Hank Coulter is a good-looking, hard-working, party-hardy kind of cowboy who spent nearly all his life working the family ranch. Finally the ranch he owns with his brother is up and running and Hank decides to let loose and party. He’s out for one thing when he runs into Carly at the bar.
Their eyes meet across a crowded dance floor and the two feel an attraction. They talk, they dance, they get drunk, and Hank, who thinks “Charlie” is like any other bar-hopping girl, has no idea she’s a virgin. When Carly and Hank remove themselves to his truck, they have sex in a drunken haze. He’s got no idea she was a virgin until after the deed was done and before he can talk to her, he passes out, leaving a now sober Carly to deal with the consequences of what they have just done.
Hank feels like a total ass the next day, but it’s too late; “Charlie’s” gone and he can’t find her. He didn’t use protection and feels responsible. As for Carly, she wants nothing to do with sex after this horrible first experience and wants less than nothing to do with Hank. But she discovers she’s pregnant, and what’s worse, Carly may go blind as a result of carrying the baby to term. Though in total denial, a friend convinces her she must inform Hank of the pregnancy, but he doesn’t know who Carly is; he had sex with Charlie. And so it isn’t until her roommate sets him straight that he realizes he must marry Carly. This marriage of convenience will allow him access to his child and provide Carly the medical benefits should her vision begin to fail.

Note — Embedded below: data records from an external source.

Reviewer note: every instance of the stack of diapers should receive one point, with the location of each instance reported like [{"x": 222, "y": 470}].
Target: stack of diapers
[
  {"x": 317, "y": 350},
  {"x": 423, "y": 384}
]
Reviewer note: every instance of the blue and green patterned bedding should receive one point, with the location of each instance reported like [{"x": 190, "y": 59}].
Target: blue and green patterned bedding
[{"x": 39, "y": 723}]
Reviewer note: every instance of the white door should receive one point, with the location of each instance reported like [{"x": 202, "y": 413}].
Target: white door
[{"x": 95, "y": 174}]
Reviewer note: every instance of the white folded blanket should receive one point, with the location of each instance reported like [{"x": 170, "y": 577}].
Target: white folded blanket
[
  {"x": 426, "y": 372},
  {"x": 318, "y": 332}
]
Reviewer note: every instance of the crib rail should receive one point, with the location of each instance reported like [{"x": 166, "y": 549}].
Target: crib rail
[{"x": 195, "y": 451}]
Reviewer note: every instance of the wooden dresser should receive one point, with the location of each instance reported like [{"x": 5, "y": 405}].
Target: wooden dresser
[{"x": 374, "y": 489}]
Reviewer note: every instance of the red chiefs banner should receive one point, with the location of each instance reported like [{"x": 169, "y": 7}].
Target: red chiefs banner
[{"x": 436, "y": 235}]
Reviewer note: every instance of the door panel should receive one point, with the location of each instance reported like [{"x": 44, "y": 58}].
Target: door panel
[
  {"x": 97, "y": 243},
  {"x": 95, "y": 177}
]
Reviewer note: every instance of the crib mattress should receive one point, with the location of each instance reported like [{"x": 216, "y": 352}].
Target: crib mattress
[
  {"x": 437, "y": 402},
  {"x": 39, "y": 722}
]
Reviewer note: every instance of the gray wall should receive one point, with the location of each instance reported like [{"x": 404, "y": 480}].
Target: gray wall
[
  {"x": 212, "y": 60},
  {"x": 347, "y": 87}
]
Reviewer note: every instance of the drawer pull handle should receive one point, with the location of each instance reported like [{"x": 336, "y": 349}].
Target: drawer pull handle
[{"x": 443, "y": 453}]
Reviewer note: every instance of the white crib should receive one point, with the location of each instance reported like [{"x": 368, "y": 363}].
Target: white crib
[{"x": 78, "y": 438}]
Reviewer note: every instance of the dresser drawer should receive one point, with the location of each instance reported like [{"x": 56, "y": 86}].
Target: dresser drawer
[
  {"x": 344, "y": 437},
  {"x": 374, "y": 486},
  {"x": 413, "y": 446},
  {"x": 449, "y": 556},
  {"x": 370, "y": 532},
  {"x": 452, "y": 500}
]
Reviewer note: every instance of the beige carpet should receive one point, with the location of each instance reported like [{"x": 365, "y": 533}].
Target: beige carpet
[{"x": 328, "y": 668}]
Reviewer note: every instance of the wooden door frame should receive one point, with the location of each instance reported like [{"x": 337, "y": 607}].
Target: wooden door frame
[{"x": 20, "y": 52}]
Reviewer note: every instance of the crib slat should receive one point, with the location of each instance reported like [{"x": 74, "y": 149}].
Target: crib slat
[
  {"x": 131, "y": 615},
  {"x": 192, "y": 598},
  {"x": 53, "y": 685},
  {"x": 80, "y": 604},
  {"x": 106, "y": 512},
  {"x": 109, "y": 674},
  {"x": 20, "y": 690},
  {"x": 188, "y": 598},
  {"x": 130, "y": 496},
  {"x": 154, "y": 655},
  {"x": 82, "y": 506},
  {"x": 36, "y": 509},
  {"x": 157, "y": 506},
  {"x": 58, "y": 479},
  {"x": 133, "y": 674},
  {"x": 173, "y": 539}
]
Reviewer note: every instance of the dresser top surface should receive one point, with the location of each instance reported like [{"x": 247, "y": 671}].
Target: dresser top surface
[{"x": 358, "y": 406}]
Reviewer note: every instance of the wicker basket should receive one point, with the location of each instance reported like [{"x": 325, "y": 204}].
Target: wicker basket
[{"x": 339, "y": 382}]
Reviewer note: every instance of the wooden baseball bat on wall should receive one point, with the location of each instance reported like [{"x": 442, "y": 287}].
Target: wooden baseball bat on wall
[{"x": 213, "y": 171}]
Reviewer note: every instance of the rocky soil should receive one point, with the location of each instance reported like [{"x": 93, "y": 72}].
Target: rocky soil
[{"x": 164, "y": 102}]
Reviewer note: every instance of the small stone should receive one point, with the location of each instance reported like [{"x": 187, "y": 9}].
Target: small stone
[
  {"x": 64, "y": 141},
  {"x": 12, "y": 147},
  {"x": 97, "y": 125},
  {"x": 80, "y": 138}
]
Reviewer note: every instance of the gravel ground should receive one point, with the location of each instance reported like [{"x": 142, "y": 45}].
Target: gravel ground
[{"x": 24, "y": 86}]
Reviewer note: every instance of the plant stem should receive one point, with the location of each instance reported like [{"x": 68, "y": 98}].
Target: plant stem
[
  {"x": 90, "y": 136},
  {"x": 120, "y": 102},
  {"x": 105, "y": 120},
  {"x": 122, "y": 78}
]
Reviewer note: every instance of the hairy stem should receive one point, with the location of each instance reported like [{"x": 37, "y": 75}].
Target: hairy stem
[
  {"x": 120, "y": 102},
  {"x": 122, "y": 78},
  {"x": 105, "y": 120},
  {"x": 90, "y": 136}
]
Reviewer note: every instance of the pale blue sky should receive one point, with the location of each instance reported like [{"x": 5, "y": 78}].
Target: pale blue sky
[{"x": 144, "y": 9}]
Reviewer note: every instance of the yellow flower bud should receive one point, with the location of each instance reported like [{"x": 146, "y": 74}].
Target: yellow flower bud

This book was a roller coaster ride for me. I went from not liking Hank to disliking Carly not only for the heavy-duty denial of her pregnancy but for holding out so long before agreeing to “reconcile” with Hank. The book was so frank about the limitations of handicap that the length of time it took for Carly to come around seemed unreasonable and artificial. On the other hand, the issues in the book are very real. Carly’s loss of vision is explained in great detail and the reader’s can empathize with her thru every phase. Anderson does an excellent job of laying open the raw emotions of dealing with a family member’s illness and the helplessness those feeling cause.
Another quibble I had with the book was its language; it was incredibly off-putting for this Texan to read the faux-Texas dialect. Though Anderson was clearly trying to convey an authentic honky-tonk feel, this was simply overdone, particularly when Hank explained to Carly about “polishing his belt buckle.”
Blue Skies makes for fascinating reading. Not only is a difficult issue explored, but Hank and Carly’s story is presented in a way that in the end it felt complete. No questions left out there, no wondering what they were thinking – just complete and rounded characters in a very different story.